Department of Nuclear Medicine, University Hospital of Munich, LMU Munich, 81377, Munich, Germany.
Center of Neuropathology and Prion Research, University Hospital of Munich, LMU Munich, 81377, Munich, Germany.
J Neuroinflammation. 2020 Jul 13;17(1):208. doi: 10.1186/s12974-020-01883-5.
P301S tau transgenic mice show age-dependent accumulation of neurofibrillary tangles in the brainstem, hippocampus, and neocortex, leading to neuronal loss and cognitive deterioration. However, there is hitherto only sparse documentation of the role of neuroinflammation in tau mouse models. Thus, we analyzed longitudinal microglial activation by small animal 18 kDa translocator protein positron-emission-tomography (TSPO μPET) imaging in vivo, in conjunction with terminal assessment of tau pathology, spatial learning, and cerebral glucose metabolism.

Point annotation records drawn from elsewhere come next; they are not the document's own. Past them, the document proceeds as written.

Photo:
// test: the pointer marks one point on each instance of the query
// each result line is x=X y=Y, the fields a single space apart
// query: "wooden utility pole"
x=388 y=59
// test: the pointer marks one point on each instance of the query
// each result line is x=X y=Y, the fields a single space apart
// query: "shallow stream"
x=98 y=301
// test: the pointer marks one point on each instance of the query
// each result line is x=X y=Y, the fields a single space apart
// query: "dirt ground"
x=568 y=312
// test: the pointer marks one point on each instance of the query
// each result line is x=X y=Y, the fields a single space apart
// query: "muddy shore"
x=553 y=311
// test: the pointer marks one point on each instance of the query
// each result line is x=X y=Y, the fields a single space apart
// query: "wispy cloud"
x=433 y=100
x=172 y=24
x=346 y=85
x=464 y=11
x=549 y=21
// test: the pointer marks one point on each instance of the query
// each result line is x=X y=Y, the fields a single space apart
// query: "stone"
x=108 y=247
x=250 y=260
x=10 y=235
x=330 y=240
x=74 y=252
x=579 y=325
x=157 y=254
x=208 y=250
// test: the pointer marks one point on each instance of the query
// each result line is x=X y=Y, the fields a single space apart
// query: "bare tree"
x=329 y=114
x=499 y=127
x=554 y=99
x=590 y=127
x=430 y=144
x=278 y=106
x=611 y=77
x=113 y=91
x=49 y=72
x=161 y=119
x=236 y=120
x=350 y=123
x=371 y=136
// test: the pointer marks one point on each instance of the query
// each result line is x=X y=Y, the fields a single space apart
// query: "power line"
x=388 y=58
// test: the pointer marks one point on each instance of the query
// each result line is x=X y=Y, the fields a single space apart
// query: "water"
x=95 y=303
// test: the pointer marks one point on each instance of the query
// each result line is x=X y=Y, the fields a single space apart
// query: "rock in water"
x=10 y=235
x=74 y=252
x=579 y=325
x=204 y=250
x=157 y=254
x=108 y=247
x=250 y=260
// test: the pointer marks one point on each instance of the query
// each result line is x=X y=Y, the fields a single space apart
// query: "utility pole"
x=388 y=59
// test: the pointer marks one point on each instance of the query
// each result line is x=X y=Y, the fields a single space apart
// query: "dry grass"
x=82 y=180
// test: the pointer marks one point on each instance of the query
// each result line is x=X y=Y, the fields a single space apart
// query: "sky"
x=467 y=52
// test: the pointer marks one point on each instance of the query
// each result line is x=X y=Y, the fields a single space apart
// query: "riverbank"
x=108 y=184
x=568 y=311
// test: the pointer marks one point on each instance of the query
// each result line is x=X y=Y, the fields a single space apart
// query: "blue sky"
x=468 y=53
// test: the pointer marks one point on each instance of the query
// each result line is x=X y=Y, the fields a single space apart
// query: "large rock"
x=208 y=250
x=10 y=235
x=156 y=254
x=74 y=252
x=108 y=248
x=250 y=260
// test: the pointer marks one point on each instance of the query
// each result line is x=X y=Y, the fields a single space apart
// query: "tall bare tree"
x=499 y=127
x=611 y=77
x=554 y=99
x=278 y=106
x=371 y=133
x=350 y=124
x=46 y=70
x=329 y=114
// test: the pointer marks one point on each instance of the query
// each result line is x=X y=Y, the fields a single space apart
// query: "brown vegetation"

Transgenic P301S (n = 33) and wild-type (n = 18) female mice were imaged by F-GE-180 TSPO μPET at the ages of 1.9, 3.9, and 6.4 months. We conducted behavioral testing in the Morris water maze, F-fluordesoxyglucose (F-FDG) μPET, and AT8 tau immunohistochemistry at 6.3-6.7 months. Terminal microglial immunohistochemistry served for validation of TSPO μPET results in vivo, applying target regions in the brainstem, cortex, cerebellum, and hippocampus. We compared the results with our historical data in amyloid-β mouse models.
TSPO expression in all target regions of P301S mice increased exponentially from 1.9 to 6.4 months, leading to significant differences in the contrasts with wild-type mice at 6.4 months (+ 11-23%, all p < 0.001), but the apparent microgliosis proceeded more slowly than in our experience in amyloid-β mouse models. Spatial learning and glucose metabolism of AT8-positive P301S mice were significantly impaired at 6.3-6.5 months compared to the wild-type group. Longitudinal increases in TSPO expression predicted greater tau accumulation and lesser spatial learning performance at 6.3-6.7 months.
Monitoring of TSPO expression as a surrogate of microglial activation in P301S tau transgenic mice by μPET indicates a delayed time course when compared to amyloid-β mouse models. Detrimental associations of microglial activation with outcome parameters are opposite to earlier data in amyloid-β mouse models. The contribution of microglial response to pathology accompanying amyloid-β and tau over-expression merits further investigation.
P301S tau 转基因小鼠表现出脑干、海马体和新皮层中与年龄相关的神经纤维缠结积累,导致神经元丧失和认知恶化。然而,tau 小鼠模型中的神经炎症作用迄今仅有零星的报道。因此,我们通过小动物 18 kDa 转位蛋白正电子发射断层扫描(TSPO μPET)成像进行了体内纵向小胶质细胞激活分析,结合 tau 病理学、空间学习和大脑葡萄糖代谢的终末评估。
在 1.9、3.9 和 6.4 月龄时,对 P301S(n = 33)和野生型(n = 18)雌性小鼠进行 F-GE-180 TSPO μPET 成像。在 6.3-6.7 月龄时,我们在 Morris 水迷宫、F-氟脱氧葡萄糖(F-FDG)μPET 和 AT8 tau 免疫组化中进行行为测试。末端小胶质细胞免疫组化用于验证体内 TSPO μPET 结果,在脑干、皮层、小脑和海马体中应用目标区域。我们将结果与我们在淀粉样蛋白-β小鼠模型中的历史数据进行了比较。
P301S 小鼠所有目标区域的 TSPO 表达从 1.9 个月到 6.4 个月呈指数增长,导致在 6.4 个月时与野生型小鼠的差异具有统计学意义(+ 11-23%,均 p < 0.001),但明显的小胶质细胞增生比我们在淀粉样蛋白-β小鼠模型中的经验进展更慢。与野生型组相比,6.3-6.5 月龄时 AT8 阳性 P301S 小鼠的空间学习和葡萄糖代谢显著受损。6.3-6.7 月龄时 TSPO 表达的纵向增加预测了更大的 tau 积累和更差的空间学习表现。
通过 μPET 监测 P301S tau 转基因小鼠中 TSPO 表达作为小胶质细胞激活的替代指标,与淀粉样蛋白-β小鼠模型相比,其时间进程延迟。小胶质细胞激活与结局参数之间的有害关联与淀粉样蛋白-β小鼠模型中的早期数据相反。小胶质细胞反应对淀粉样蛋白-β和 tau 过表达相关病理学的贡献值得进一步研究。